I don't think I'm going bald - in fact if I had a backwards face lift I would have a decent crop of hair on my head!:lol:


----------



## dendass (Feb 11, 2015)

Kimo said:


> Yup I have a hairy as **** back
> 
> Really ****es me off as I feel dirty but don't feel gay enough to go for a wax just yet lol


I'm run a set of clippers over it and it's not to bad - although feels funny with a tshirt on!
Clippers the chest hair before - with a number 5 or something but it's the most horrendous scratchy itchy feeling!!!


----------



## Juke_Fan (Jul 12, 2014)

I suffer the same! Have used a hair trimmer on my chest/stomach a couple of times and boy does it itch.

Just put up with it now. Have you tried hair removal cream


----------



## N16k_W (May 12, 2013)

Just get your back waxed. I get mine done every 6 weeks or so. I was really selfconcious about going at first but loads of guys get it done. I don't find it at all painful but the girls that do it say most guys find it a bit painful so just be warned. It gives me more confidence when going swimming or getting changed at the gym.
Only thing I'm not to keen on is with me being so hairy it looks a little odd as the hair on my shoulders and sides just starts at a straight line but I can live with that


----------



## slim_boy_fat (Jun 23, 2006)

Sorry, couldn't resist


----------



## 20vKarlos (Aug 8, 2009)

I get the number 2 on my Wahl Trimmer and trim everywhere apart from my Pitts!
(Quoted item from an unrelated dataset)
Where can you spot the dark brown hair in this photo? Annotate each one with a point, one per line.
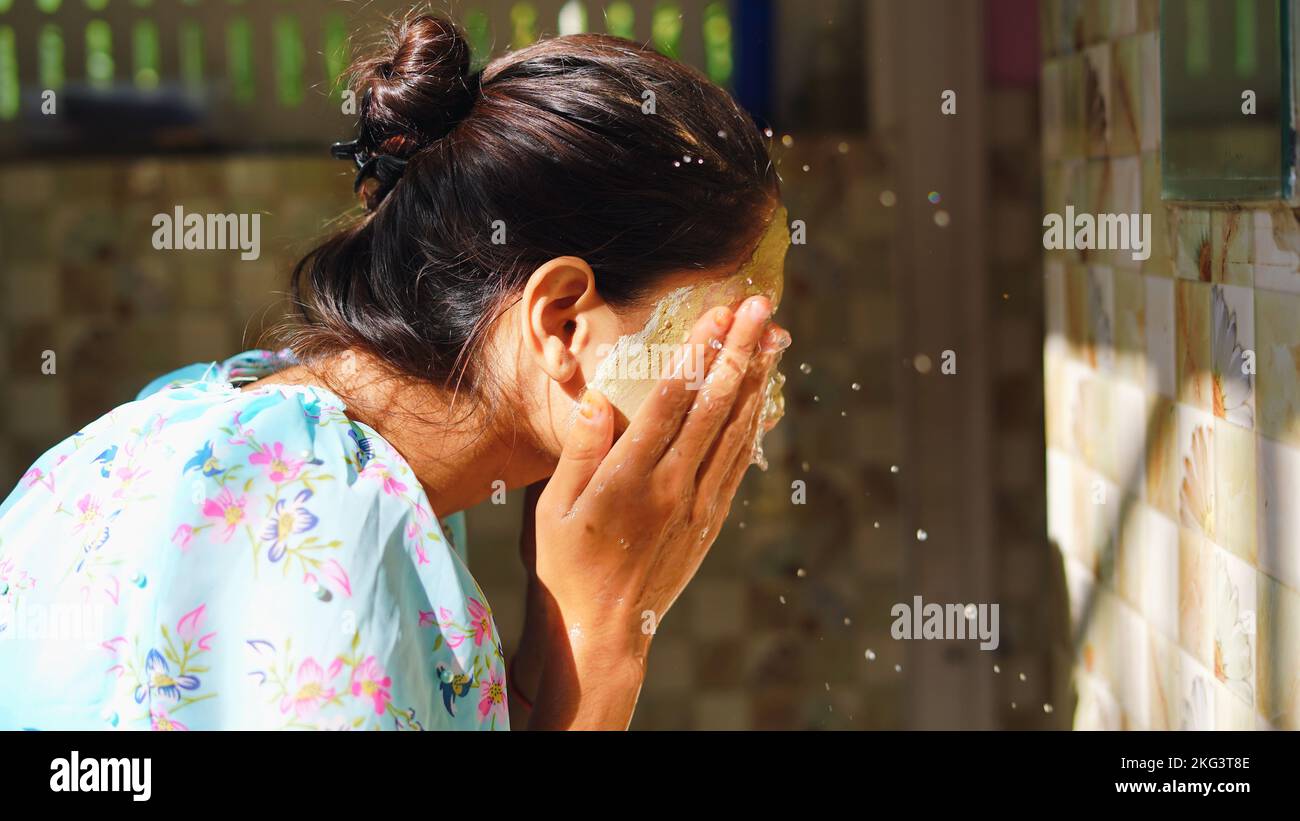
(550, 143)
I've had a full waxing session from the trouser line at the front, to the trouser line at the back! It hurts! It Fudging hurts in fact! I'd never have that done again! 
HOWEVER, I would have my ass crack done regularly if I can find my nuts to do it again, as it's so much my cleaner and a lot less itchy. :lol:


----------



## Kimo (Jun 7, 2013)

Problem with shaving a back is it grows straight back again


----------



## Hufty (Apr 27, 2015)

I've heard those Gillette women's intuition razors are great for removing chest and presumably back hair. It's the one with a bar of soap built in. 

Confession time as a younger man I used to suffer with excessive sweating of the Pitts in summer in a cotton shirt, happened to shave my pitts with clippers once before going on hols and never looked back since. Those fraulines don't know what they are missing !


----------